For quite some time--about a year, in fact--I had nearly forgotten my crypto-world. I barely glanced at the markets, I let my coin all just sit without moving anything around or chasing any trades. I shut off my miners because the return was so far underground I got letters from the center of the Earth telling me to forget it and sell the machines. It seemed like a cold, barren winter had settled.
Now, I'm no expert--as you've probably already guessed by my description of dormancy--but I took actions I felt were best at the time. Then, life simply happened; I shut down the miners and they collected dust (their dust covers collected dust) as family and work and desperate clinging to little free-time took my attention. I had every intention of kicking them back on once the price of Litecoin rose enough to pay for the electricity they consumed at the very least.
In early June, a friend casually asked me, "How are your miners doing?" and I replied that they hadn't been running for some time. He pointed out that the price was rising again. I took a look at the market and realized the time had come to fire up the miners again. The clouds parted and the Age of Ragnarok had come.
My first fears were that everything had somehow become outdated and sat so long that nothing would work. Of course, the opposite happened--everything was as I had left it, so all hardware, software, and firmware was intact and configured. I flipped the breakers on and voila! The miners immediately began their air-raid siren startup procedures.
I connected a monitor to the computer that runs the MCP (Miner Control Program) that I wrote and saw that all the sensors and relays were functional and I still had remote desktop access. Then, the first failure. Miner number six's power supply failed, so I am down to five miners until I have the time to repair the damaged power supply or purchase a new one and install it.
Then, failures two through thirty happened. At this point, it is pertinent to understand the setup...
There are five Antminer L3+ LTC miners connected to three twenty amp circuits. The first two miners are on the first circuit, the second two on the second circuit, and the third pair on the third circuit--which is also shared with the MCP computer, the LAN switch, and the exhaust booster fan (which I had to turn on manually when the temps were no longer manageable by the monstrously powerful 120mm computer fans already installed on the miners themselves).

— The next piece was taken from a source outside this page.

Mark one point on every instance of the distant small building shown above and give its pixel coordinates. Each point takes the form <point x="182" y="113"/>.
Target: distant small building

Failures two through thirty were all intermittent and temperature regulation issues caused by two oversights on my part while investigating the functionality of the system as a whole. Remember when I said that I had popped a monitor on the MCP computer and checked the sensors? Well, they were working, but I hadn't noticed that one of the temperature sensors--the exhaust manifold sensor--was laying across the room (attached to the exhaust manifold I had removed when I shut the miners down in order to make more space in the main area of the basement). I didn't feel I needed the manifold right away because I wasn't planning on overclocking. That bears repeating; I wasn't planning on overclocking.
After the MCP started up, it did exactly what I programmed it to do. It checked the state of the miners--all miners responded with their timestamps. It checked the miner pool--API responsive and authentication successful. It checked the sensors--ambient room sensor and exhaust manifold sensor responding on expected COM ports. The MCP then went into its standby time wherein it monitors and records all data coming from miners and sensors, but doesn't take any action for a few minutes in order to get more accurate temperature readings. If the MCP checked the temps too early, it might accidentally think a miner is cooling down and kick the fans down immediately after turning them up (the miners have to reboot after every configuration change). After standby, the MCP began its routine loop.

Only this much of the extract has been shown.